Talking Head Generation via AU-Guided Landmark Prediction
This work addresses the problem of generating realistic and expressive talking head videos for applications like virtual avatars or video editing, offering fine-grained control over facial expressions, though it is incremental by building on prior methods with explicit AU modeling.
The paper tackles audio-driven talking head generation by proposing a two-stage framework that uses explicit facial Action Units (AUs) to guide landmark prediction, resulting in improved expression accuracy, temporal stability, and visual realism, with experiments on the MEAD dataset showing it outperforms state-of-the-art baselines across multiple metrics.
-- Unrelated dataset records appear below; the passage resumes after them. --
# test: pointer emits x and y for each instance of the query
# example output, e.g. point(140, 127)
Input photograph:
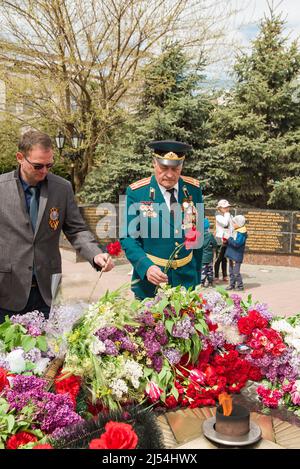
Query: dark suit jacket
point(20, 247)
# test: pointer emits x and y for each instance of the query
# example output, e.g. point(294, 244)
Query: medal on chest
point(189, 211)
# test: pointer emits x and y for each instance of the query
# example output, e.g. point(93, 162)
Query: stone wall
point(273, 235)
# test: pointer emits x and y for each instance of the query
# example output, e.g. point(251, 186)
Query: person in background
point(223, 231)
point(209, 244)
point(235, 252)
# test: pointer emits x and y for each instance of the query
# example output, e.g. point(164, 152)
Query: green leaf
point(175, 392)
point(10, 423)
point(28, 342)
point(169, 325)
point(41, 343)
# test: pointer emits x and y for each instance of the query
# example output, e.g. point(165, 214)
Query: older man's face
point(167, 176)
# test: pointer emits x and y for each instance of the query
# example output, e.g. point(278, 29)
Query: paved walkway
point(279, 287)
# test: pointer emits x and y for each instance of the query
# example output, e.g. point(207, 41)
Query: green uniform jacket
point(158, 235)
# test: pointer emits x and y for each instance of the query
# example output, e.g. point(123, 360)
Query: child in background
point(235, 252)
point(209, 244)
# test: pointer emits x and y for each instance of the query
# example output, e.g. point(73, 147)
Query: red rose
point(3, 379)
point(114, 249)
point(43, 446)
point(20, 439)
point(69, 385)
point(117, 435)
point(246, 325)
point(171, 402)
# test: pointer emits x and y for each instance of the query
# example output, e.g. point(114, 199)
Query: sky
point(244, 26)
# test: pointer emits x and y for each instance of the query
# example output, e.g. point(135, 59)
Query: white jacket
point(223, 225)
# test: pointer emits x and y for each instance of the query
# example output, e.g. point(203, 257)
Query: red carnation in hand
point(69, 385)
point(114, 249)
point(117, 435)
point(20, 439)
point(43, 446)
point(191, 239)
point(3, 379)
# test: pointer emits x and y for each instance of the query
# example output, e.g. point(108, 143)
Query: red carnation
point(3, 379)
point(114, 249)
point(117, 435)
point(69, 385)
point(20, 439)
point(43, 446)
point(171, 402)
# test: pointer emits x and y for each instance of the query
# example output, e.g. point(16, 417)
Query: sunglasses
point(39, 166)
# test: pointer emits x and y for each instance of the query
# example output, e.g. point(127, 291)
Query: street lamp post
point(76, 141)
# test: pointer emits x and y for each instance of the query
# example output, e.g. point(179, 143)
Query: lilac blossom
point(105, 332)
point(146, 318)
point(172, 355)
point(33, 355)
point(183, 329)
point(216, 339)
point(157, 362)
point(276, 368)
point(34, 321)
point(110, 348)
point(262, 309)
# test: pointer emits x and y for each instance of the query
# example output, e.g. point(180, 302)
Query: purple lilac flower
point(34, 319)
point(110, 348)
point(146, 318)
point(183, 329)
point(24, 383)
point(262, 308)
point(33, 330)
point(216, 339)
point(276, 368)
point(50, 411)
point(3, 363)
point(157, 362)
point(105, 332)
point(172, 355)
point(169, 312)
point(57, 412)
point(127, 344)
point(152, 347)
point(33, 355)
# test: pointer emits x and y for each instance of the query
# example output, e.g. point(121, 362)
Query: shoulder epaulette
point(190, 180)
point(140, 183)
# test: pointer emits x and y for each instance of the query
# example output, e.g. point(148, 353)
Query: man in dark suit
point(35, 206)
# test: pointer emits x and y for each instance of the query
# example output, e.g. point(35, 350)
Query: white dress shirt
point(167, 195)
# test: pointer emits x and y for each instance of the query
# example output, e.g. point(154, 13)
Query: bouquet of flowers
point(23, 343)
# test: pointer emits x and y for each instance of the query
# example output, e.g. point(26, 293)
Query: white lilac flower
point(96, 346)
point(41, 365)
point(16, 361)
point(119, 388)
point(231, 334)
point(296, 331)
point(294, 342)
point(282, 325)
point(134, 372)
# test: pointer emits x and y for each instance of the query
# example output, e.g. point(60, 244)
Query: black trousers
point(221, 260)
point(35, 302)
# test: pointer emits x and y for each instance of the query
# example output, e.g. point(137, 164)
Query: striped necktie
point(33, 207)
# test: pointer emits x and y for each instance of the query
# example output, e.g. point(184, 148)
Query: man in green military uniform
point(161, 213)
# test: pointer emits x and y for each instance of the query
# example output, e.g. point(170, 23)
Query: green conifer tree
point(255, 131)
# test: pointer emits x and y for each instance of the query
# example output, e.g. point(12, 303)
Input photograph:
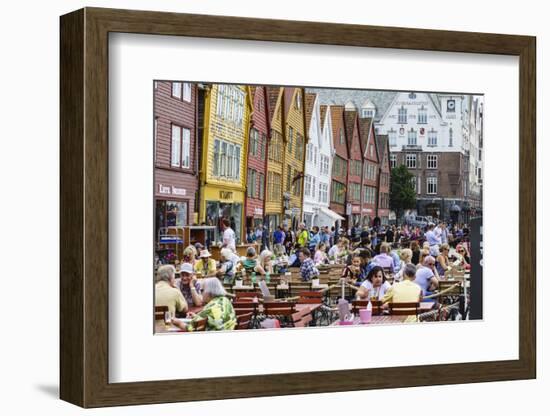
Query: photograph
point(299, 207)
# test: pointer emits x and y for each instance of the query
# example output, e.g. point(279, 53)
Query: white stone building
point(318, 165)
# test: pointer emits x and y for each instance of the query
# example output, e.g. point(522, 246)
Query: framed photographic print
point(313, 207)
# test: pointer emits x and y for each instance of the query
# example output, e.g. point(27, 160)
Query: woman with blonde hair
point(406, 258)
point(190, 255)
point(264, 264)
point(442, 263)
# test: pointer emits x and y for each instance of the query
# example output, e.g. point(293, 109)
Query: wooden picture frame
point(84, 207)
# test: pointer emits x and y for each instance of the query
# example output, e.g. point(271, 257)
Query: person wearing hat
point(227, 267)
point(190, 288)
point(205, 265)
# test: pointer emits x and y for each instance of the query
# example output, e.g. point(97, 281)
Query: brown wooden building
point(355, 168)
point(175, 159)
point(384, 176)
point(338, 186)
point(370, 170)
point(257, 158)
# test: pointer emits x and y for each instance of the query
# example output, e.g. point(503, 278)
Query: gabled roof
point(364, 131)
point(382, 141)
point(323, 113)
point(349, 121)
point(309, 106)
point(273, 95)
point(336, 116)
point(289, 94)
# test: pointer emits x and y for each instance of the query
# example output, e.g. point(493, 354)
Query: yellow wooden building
point(294, 155)
point(226, 117)
point(275, 157)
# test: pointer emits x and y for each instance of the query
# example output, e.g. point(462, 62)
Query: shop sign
point(226, 195)
point(171, 190)
point(178, 191)
point(163, 189)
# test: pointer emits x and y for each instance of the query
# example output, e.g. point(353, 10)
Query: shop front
point(367, 216)
point(174, 210)
point(221, 203)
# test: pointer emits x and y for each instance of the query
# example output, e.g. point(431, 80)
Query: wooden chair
point(247, 295)
point(244, 320)
point(159, 312)
point(200, 324)
point(296, 288)
point(283, 310)
point(313, 297)
point(362, 304)
point(404, 308)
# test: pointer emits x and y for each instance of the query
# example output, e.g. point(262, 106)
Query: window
point(323, 192)
point(411, 140)
point(367, 113)
point(324, 165)
point(274, 186)
point(299, 147)
point(369, 195)
point(338, 192)
point(155, 134)
point(432, 138)
point(261, 180)
point(230, 104)
point(290, 138)
point(253, 142)
point(402, 115)
point(431, 161)
point(393, 138)
point(288, 177)
point(251, 184)
point(431, 185)
point(275, 147)
point(181, 147)
point(422, 116)
point(187, 91)
point(226, 160)
point(307, 185)
point(355, 191)
point(176, 89)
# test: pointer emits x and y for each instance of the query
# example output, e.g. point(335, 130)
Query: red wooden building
point(257, 158)
point(355, 168)
point(370, 170)
point(175, 161)
point(383, 210)
point(338, 186)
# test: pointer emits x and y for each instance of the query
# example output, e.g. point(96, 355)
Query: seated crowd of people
point(416, 270)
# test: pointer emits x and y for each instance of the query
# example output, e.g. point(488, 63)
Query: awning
point(331, 214)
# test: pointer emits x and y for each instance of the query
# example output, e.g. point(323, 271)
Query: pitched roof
point(364, 130)
point(310, 101)
point(273, 95)
point(336, 113)
point(381, 144)
point(381, 99)
point(323, 113)
point(349, 121)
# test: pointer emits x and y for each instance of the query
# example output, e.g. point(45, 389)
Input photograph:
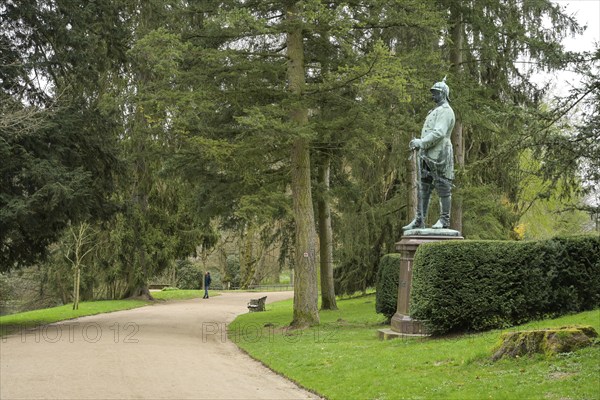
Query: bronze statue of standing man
point(435, 159)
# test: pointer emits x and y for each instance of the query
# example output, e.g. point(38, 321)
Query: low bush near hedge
point(386, 297)
point(480, 285)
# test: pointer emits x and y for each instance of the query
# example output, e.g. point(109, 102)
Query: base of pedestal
point(404, 324)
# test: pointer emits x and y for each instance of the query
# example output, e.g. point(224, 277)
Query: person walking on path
point(207, 281)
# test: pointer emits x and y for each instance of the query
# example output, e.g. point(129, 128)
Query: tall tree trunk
point(325, 237)
point(456, 59)
point(306, 296)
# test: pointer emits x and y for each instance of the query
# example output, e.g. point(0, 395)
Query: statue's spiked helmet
point(442, 87)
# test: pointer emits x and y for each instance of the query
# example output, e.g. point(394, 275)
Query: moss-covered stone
point(546, 341)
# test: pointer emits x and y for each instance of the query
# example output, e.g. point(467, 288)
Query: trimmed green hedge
point(386, 297)
point(480, 285)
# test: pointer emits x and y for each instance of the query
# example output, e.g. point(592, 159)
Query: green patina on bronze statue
point(435, 159)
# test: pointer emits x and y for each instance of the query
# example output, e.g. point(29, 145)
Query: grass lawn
point(13, 323)
point(342, 358)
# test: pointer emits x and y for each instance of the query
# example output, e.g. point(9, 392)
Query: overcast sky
point(587, 13)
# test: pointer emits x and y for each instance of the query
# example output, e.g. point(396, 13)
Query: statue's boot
point(419, 221)
point(444, 221)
We propose a two-stage framework for audio-driven talking head generation with fine-grained expression control via facial Action Units (AUs). Unlike prior methods relying on emotion labels or implicit AU conditioning, our model explicitly maps AUs to 2D facial landmarks, enabling physically grounded, per-frame expression control. In the first stage, a variational motion generator predicts temporally coherent landmark sequences from audio and AU intensities. In the second stage, a diffusion-based synthesizer generates realistic, lip-synced videos conditioned on these landmarks and a reference image. This separation of motion and appearance improves expression accuracy, temporal stability, and visual realism. Experiments on the MEAD dataset show that our method outperforms state-of-the-art baselines across multiple metrics, demonstrating the effectiveness of explicit AU-to-landmark modeling for expressive talking head generation.